The summer season began with prosperity. May arrived in unseasonably festive spirits lifting hopes and raising expectations for the summer months to come. 

My daily cycle to and from work was an awakening I simply couldn't go without. It was temptation at its best. Even though some days rain fell and strong breeze bombarded off the coast, most days gave reason to hope for the best. 

But then came June, the month with the beautiful jovial name, and with it expectations of even more  heartfelt joy.

But no, once again came the season of pounding downfall, the kind that pours its sorrows onto the lands below with such fierce that its inhabitants feel as if they are drowning in unknown sorrows.

But sorrow rarely travels alone. Its trusted companion, rage, raged in from the raging Atlantic - a sea perhaps enraged by its role as mankind's personal bin - and attacked with fierce blows that cooled the air with vicious windfall.

And thus has been the tale of summer so far. Wind and rain, rain and wind, barely giving the sun space enough to come out for an afternoon, let alone a whole day.

The summer of 2014 so far. Photo by JB
Yesterday afternoon was like so many afternoons with my Emma in the local dog park.

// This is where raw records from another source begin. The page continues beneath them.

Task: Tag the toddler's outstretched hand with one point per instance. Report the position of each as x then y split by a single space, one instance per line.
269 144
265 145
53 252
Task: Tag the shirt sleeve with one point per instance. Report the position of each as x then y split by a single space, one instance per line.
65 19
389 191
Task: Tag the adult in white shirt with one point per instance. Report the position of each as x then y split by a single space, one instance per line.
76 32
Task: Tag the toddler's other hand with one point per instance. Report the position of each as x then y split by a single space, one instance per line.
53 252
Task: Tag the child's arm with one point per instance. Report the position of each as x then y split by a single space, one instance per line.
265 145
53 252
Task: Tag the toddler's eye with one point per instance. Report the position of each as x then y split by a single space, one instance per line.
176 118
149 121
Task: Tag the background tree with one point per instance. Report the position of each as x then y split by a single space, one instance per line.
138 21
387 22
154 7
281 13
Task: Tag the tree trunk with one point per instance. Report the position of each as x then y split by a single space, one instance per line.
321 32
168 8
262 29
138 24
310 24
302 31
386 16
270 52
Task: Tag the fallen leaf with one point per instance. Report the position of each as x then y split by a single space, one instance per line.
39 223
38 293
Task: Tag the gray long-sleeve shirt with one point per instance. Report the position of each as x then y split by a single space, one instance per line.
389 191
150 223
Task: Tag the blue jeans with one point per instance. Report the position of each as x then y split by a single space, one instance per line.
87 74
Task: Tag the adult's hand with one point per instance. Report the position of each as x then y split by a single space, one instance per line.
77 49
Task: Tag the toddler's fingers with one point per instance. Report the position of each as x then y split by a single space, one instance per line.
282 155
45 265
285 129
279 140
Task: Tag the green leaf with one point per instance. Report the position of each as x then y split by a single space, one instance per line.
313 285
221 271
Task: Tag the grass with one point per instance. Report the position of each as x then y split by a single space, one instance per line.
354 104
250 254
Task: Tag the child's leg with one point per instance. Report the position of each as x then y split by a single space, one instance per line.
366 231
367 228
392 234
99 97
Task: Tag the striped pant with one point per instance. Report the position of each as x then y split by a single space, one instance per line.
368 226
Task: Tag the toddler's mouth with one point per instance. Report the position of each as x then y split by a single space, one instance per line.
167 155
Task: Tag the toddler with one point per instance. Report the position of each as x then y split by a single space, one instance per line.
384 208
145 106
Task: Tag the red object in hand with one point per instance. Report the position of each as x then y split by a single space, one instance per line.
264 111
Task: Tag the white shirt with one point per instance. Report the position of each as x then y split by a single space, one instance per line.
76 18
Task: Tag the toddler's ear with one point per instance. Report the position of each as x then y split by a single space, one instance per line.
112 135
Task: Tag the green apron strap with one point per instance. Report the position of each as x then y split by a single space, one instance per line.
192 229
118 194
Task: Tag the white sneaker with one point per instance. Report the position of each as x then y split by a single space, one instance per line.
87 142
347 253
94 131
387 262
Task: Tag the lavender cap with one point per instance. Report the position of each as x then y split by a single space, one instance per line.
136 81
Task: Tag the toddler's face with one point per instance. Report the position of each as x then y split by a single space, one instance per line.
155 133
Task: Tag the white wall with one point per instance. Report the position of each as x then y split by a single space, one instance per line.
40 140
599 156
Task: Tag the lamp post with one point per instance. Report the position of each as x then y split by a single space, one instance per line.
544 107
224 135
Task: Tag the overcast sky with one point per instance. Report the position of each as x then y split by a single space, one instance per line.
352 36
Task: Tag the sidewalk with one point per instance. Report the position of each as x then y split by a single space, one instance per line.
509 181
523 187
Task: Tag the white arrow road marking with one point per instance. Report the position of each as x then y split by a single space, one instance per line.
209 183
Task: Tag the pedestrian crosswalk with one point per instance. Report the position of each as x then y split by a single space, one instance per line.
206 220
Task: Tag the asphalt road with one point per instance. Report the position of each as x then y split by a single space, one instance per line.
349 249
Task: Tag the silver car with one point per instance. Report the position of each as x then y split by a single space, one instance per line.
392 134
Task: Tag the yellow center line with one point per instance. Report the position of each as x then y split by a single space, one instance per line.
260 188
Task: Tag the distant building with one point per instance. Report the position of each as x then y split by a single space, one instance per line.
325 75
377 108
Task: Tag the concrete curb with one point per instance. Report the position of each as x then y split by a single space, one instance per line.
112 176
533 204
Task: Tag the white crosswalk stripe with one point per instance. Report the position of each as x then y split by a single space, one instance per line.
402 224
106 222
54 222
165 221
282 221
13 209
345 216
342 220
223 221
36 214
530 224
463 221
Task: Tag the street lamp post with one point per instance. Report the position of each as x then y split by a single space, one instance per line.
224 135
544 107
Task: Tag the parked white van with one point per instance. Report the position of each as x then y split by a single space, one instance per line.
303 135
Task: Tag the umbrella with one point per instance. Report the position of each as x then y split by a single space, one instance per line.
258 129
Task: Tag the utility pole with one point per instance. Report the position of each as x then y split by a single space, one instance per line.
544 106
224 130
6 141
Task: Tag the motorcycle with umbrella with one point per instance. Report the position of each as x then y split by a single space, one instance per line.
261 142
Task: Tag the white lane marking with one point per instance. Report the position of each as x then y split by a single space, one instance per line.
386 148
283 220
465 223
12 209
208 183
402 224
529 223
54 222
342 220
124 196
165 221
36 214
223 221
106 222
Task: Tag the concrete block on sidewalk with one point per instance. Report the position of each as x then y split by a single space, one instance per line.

She was in her element playing with her dear four-legged friends while I stood in my raincoat - a raincoat I might add offers a fierce opposition in the worst of downpours - simply waiting for her to indicate to me that she too had enough of the very wet and cold rainfall that seemed to go on forever.

Therefore, when the play date came to an end, we bowed our heads and took a hike to our shelter of a home. 


Walking in the rain. Photo by JB
Stairs drowned in rainwater. Photo by JB
Both Emma and I arrived home dripping as if we'd just walked out of a cold shower, me fully-dressed and Emma in her flawless-as-always birthday suit. It was far from the rural romantic return of the heroine and her dog to the lover's humble abodes. 
Au-naturel re-fill for Miss Emma. Photo by JB
A very wet dog. Photo by JB
Yes, the immediate response of the romantic hero to the heroine's dour return was to dry the thick fur of a patient young dog while the heroine took a hot shower to quench the cold from her bones. 

I am a fan of Jane Austen's pastoral (and feminist) romance, and in particular Persuasion in which rain plays a substantial part. 

But after all this rain and wind, not one but two summers in a row, romance is the last thing that comes to mind in such foul weather, weather that is not only unpredictable but unseasonably bad, even for Icelandic summer.

But wait, summer just got more unpredictable. In the distance, the resounding of an invisible drum in an imaginary parade draws attention away from the misery in the skies above. 

It is yet another unpredictable song of a summer that in truth has not yet arrived.